Written by : Gary Gach

Concentration is Meditation

Stop multitasking and focus just on what’s in front of you.

Businessman in classic suit is touching his temples while concentrating

Stop multitasking and focus just on what’s in front of you.

When we are grounded in awareness of breathing, we’re establishing a base for a single-pointed concentration that is, itself, meditation. Mindful concentration frees us from playing out mere concepts about our life, so we can live life fully as it is here and now. We’re also reminded that machines multitask well, but people don’t.

We read while we eat (double the consumption). But each act involves separate bodily systems. Jammed together, neither reading nor eating gets done efficiently. Even if we’re only eating, we rarely chew a single mouthful. Instead we’re forking in the next bite before we’ve even swallowed the first. One-pointed concentration means that if we’re eating an orange, we do so one slice at a time. Communing with the whole universe in the orange, slice by slice.

So why not treat our breathing (and everything else) the same way?

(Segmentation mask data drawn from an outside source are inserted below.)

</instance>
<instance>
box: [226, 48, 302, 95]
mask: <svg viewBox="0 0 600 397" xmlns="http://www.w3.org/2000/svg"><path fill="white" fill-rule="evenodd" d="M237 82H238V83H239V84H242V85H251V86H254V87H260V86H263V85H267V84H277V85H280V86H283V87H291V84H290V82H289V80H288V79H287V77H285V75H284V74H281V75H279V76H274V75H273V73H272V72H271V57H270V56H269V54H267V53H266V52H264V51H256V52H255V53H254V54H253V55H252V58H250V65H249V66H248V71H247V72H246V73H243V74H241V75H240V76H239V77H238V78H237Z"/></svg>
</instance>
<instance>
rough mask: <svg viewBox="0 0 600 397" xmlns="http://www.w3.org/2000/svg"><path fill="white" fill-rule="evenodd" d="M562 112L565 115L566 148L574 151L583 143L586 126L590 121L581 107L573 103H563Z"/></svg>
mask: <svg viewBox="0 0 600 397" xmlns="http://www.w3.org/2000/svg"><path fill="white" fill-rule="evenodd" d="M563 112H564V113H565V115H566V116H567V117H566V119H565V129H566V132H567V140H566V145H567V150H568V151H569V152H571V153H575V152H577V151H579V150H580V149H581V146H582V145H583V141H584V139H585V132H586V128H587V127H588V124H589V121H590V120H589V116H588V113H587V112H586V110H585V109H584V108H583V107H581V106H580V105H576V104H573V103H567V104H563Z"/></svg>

Concentration, in and of itself, can awaken us. Given prolonged attention to breath, a shift in our psychic base can occur. Everything’s no longer all about me: my likes, my dislikes, my possessions, my résumé. We can leave that stark, simplistic, abstract, fantasy realm, always dominated by our desires—and aversions, which are only the flipside of the same self-absorption—to discover reality, rich in nuance, subtlety, texture, ever-changing like music.

This shift in awareness can be a gradual awakening, over time, but you might mark how it can happen spontaneously in the space of just a smile…a pause…a breath. And the more we enjoy this fundamental shift of attention, the more readily we might choose it.